Title: Cassandra Through a Feminist View: Christa Wolf’s Reinterpretation of Cassandra
Description:
This thesis offers a feminist interpretation of Cassandra, the Trojan princess who appears in the Trojan War in the Greek myth of the Iliad.
East German novelist Christa Wolf summons this mythological princess in her novel Cassandra.
By understanding the connections between the elements in the novel Cassandra and Wolf’s personal concerns, this research seeks to uncover the story that Christa Wolf is appealing to us through her novel.
Christa Wolf attempts to align author and protagonist through a shift in narrative perspective — in other words, she expresses her own claims by giving voice to Cassandra.
Broadly, the novel can be divided into two parts: the first half deals with the three Greek voyages before the Trojan War, and the second half covers the Trojan War itself.
This thesis focuses on the events presented in Wolf’s Cassandra.
Through literary analysis of what Cassandra witnesses and narrates, it examines, via textual scholarship, how these accounts carry symbolic weight in a feminist narrative structure.
Based on Christa Wolf’s vision of contemporary society, the thesis sounds an alarm about male-centered cultures that ignore or distort women’s truthful speech, and explores the potential for a new kind of community.
Through Cassandra, Wolf highlights a “we” community (in the spirit of something like Ideology) — a community consisting of both Troy and Greece, and ultimately a dialectical unity of male and female.
From this perspective, Christa Wolf’s crisis-oriented approach, as expressed through Cassandra’s resolution, could also apply to contemporary social crises.
The Trojan War in Cassandra’s time, along with the arms race and nuclear threat in Europe — issues that were of concern to Wolf — have re-emerged in new forms today.
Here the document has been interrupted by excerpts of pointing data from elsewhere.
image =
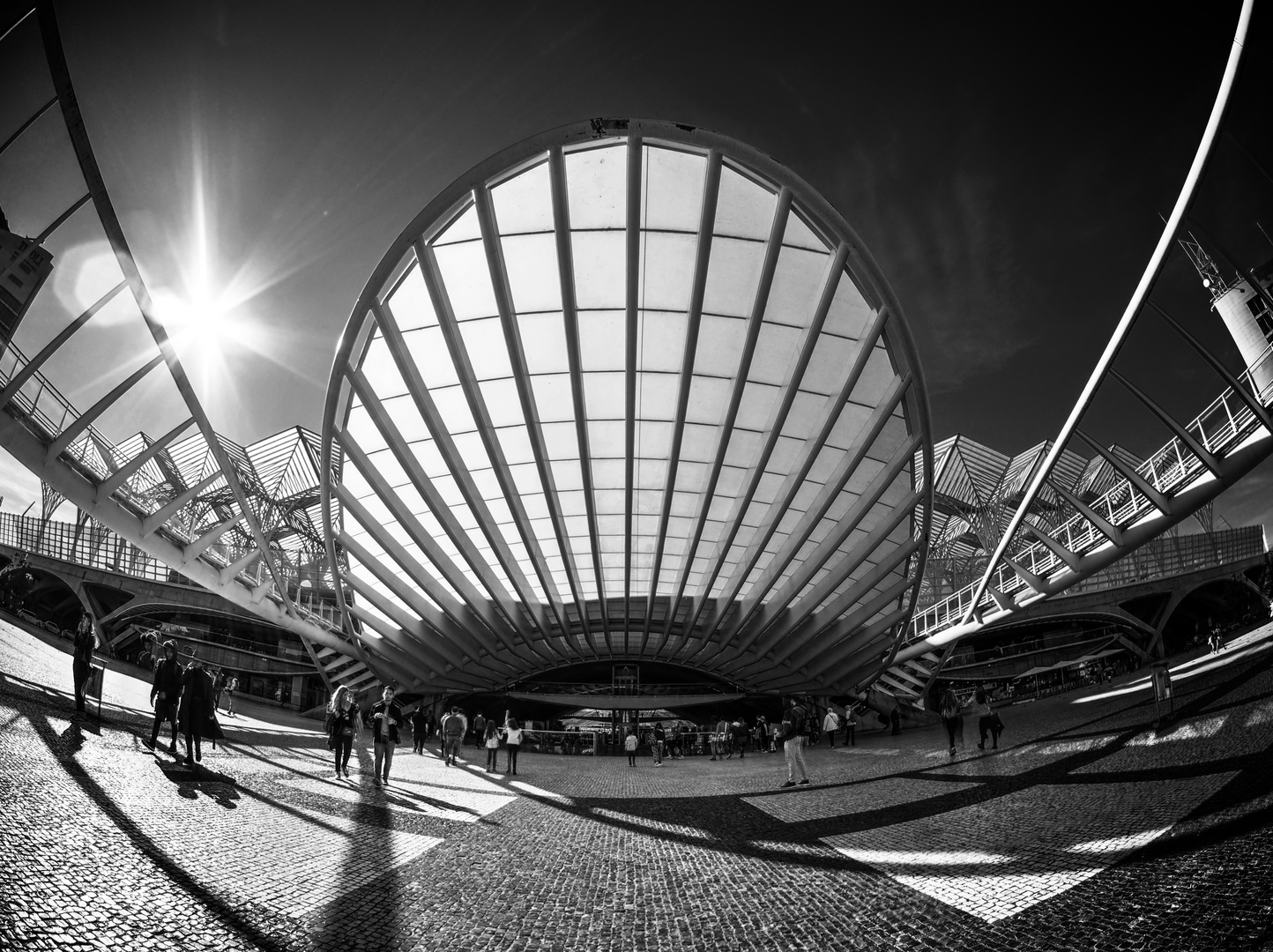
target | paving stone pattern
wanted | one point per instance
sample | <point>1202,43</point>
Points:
<point>1087,830</point>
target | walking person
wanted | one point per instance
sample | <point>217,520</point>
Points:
<point>419,728</point>
<point>951,717</point>
<point>453,725</point>
<point>231,688</point>
<point>386,717</point>
<point>82,658</point>
<point>980,708</point>
<point>793,742</point>
<point>346,727</point>
<point>830,725</point>
<point>164,691</point>
<point>195,709</point>
<point>513,739</point>
<point>722,740</point>
<point>490,741</point>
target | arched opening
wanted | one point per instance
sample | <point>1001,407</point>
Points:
<point>1232,605</point>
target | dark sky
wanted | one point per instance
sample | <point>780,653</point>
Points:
<point>1009,174</point>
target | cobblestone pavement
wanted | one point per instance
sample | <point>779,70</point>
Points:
<point>1087,830</point>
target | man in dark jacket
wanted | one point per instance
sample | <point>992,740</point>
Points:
<point>792,739</point>
<point>164,691</point>
<point>384,719</point>
<point>86,640</point>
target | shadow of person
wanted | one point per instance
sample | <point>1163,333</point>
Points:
<point>366,912</point>
<point>71,740</point>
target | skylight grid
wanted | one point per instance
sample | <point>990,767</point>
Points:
<point>533,482</point>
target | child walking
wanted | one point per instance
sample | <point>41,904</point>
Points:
<point>492,741</point>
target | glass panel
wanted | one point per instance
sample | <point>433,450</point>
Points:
<point>428,349</point>
<point>467,281</point>
<point>667,270</point>
<point>599,269</point>
<point>674,190</point>
<point>484,344</point>
<point>381,370</point>
<point>544,343</point>
<point>531,265</point>
<point>525,201</point>
<point>503,405</point>
<point>744,208</point>
<point>553,398</point>
<point>661,343</point>
<point>597,186</point>
<point>410,304</point>
<point>464,228</point>
<point>797,286</point>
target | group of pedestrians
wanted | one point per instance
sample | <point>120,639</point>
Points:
<point>183,696</point>
<point>988,722</point>
<point>386,719</point>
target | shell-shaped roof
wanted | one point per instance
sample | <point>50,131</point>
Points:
<point>628,390</point>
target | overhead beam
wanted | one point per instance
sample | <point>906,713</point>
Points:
<point>20,376</point>
<point>85,420</point>
<point>756,321</point>
<point>693,320</point>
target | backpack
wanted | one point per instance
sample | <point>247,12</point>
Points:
<point>797,719</point>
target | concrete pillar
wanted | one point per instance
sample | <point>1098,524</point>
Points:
<point>1235,311</point>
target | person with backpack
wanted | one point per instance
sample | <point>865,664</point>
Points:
<point>419,727</point>
<point>455,725</point>
<point>830,725</point>
<point>344,723</point>
<point>952,718</point>
<point>792,739</point>
<point>86,643</point>
<point>164,691</point>
<point>384,718</point>
<point>659,740</point>
<point>490,741</point>
<point>980,708</point>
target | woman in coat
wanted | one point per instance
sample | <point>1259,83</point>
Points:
<point>980,708</point>
<point>951,717</point>
<point>344,725</point>
<point>197,718</point>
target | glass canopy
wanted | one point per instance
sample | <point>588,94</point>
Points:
<point>628,390</point>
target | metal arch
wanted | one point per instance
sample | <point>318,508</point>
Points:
<point>446,446</point>
<point>756,323</point>
<point>419,480</point>
<point>570,321</point>
<point>814,515</point>
<point>631,242</point>
<point>866,271</point>
<point>530,410</point>
<point>694,318</point>
<point>458,613</point>
<point>811,340</point>
<point>495,453</point>
<point>826,585</point>
<point>792,485</point>
<point>1138,297</point>
<point>423,539</point>
<point>92,175</point>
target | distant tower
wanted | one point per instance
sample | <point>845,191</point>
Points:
<point>1245,313</point>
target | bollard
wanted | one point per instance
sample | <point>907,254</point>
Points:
<point>1161,679</point>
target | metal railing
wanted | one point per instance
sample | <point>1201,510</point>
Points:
<point>1225,424</point>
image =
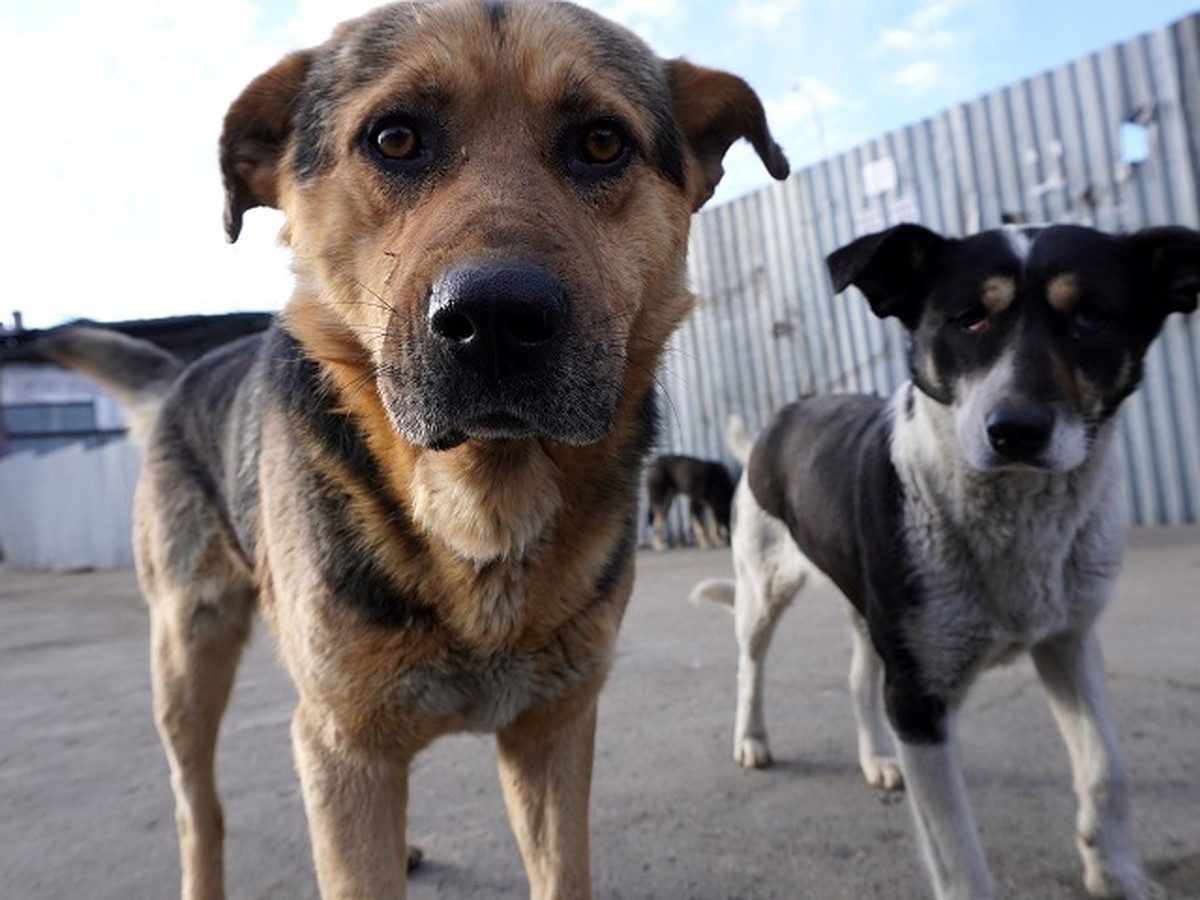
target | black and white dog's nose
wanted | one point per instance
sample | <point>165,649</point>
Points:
<point>1019,431</point>
<point>499,317</point>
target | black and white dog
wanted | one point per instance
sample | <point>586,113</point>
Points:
<point>975,515</point>
<point>708,487</point>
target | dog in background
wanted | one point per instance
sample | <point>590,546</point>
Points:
<point>708,487</point>
<point>976,515</point>
<point>425,474</point>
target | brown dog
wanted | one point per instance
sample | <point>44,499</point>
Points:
<point>425,474</point>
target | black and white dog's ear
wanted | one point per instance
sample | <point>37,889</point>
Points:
<point>892,268</point>
<point>1170,256</point>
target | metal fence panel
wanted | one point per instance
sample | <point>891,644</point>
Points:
<point>70,509</point>
<point>768,329</point>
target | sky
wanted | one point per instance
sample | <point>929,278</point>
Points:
<point>108,171</point>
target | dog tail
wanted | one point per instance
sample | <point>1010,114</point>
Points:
<point>137,372</point>
<point>738,441</point>
<point>714,591</point>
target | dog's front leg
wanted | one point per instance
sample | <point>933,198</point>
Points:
<point>1072,671</point>
<point>949,839</point>
<point>357,804</point>
<point>545,765</point>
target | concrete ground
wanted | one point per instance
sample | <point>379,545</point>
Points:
<point>85,808</point>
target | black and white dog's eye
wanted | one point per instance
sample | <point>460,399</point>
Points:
<point>973,321</point>
<point>598,150</point>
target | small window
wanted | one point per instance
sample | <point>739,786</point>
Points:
<point>1134,143</point>
<point>48,418</point>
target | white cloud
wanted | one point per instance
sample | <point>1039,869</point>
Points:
<point>113,187</point>
<point>919,77</point>
<point>648,21</point>
<point>765,13</point>
<point>922,31</point>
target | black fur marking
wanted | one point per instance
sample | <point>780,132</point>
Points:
<point>348,567</point>
<point>617,562</point>
<point>496,11</point>
<point>845,515</point>
<point>351,570</point>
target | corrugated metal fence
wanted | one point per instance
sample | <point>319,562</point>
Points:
<point>1111,141</point>
<point>69,509</point>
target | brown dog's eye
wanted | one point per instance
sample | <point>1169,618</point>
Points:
<point>399,142</point>
<point>403,144</point>
<point>598,150</point>
<point>604,145</point>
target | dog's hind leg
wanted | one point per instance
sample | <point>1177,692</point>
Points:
<point>1072,672</point>
<point>875,756</point>
<point>756,611</point>
<point>700,523</point>
<point>197,634</point>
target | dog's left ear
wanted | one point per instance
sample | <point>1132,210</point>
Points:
<point>1170,257</point>
<point>257,129</point>
<point>714,109</point>
<point>892,268</point>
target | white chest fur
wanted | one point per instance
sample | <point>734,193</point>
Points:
<point>1005,558</point>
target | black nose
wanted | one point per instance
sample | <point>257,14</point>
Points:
<point>1019,431</point>
<point>501,317</point>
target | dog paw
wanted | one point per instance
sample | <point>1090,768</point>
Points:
<point>883,772</point>
<point>1122,882</point>
<point>415,857</point>
<point>751,754</point>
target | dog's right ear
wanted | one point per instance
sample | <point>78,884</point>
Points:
<point>256,132</point>
<point>892,269</point>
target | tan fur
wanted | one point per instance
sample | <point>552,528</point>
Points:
<point>997,294</point>
<point>504,540</point>
<point>1062,292</point>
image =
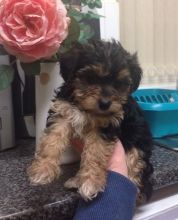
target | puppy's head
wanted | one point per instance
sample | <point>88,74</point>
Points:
<point>100,76</point>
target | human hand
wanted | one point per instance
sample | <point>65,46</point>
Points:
<point>117,162</point>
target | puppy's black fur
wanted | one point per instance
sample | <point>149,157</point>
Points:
<point>133,130</point>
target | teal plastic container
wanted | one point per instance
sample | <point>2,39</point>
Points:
<point>160,108</point>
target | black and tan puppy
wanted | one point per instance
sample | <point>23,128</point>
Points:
<point>95,104</point>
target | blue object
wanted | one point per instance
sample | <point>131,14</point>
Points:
<point>160,108</point>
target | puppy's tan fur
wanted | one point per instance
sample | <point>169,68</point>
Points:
<point>68,122</point>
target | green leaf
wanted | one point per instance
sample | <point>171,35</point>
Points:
<point>31,68</point>
<point>86,33</point>
<point>92,3</point>
<point>6,76</point>
<point>77,15</point>
<point>3,51</point>
<point>66,1</point>
<point>74,33</point>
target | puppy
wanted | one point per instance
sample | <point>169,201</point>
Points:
<point>95,104</point>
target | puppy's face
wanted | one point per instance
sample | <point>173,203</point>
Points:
<point>101,77</point>
<point>98,91</point>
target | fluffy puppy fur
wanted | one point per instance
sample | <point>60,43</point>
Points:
<point>95,104</point>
The problem is not only physical warfare.
As civilization advances and conveniences increase, these benefits tend to be skewed toward certain regions and countries.
What was once physical war now takes the form of economic conflict, such as trade disputes, and the resulting harms concentrate on the vulnerable — especially children and women.
Are there policies that can end such war, destruction, and plunder? I believe that the “we” community envisioned through Cassandra can offer an alternative.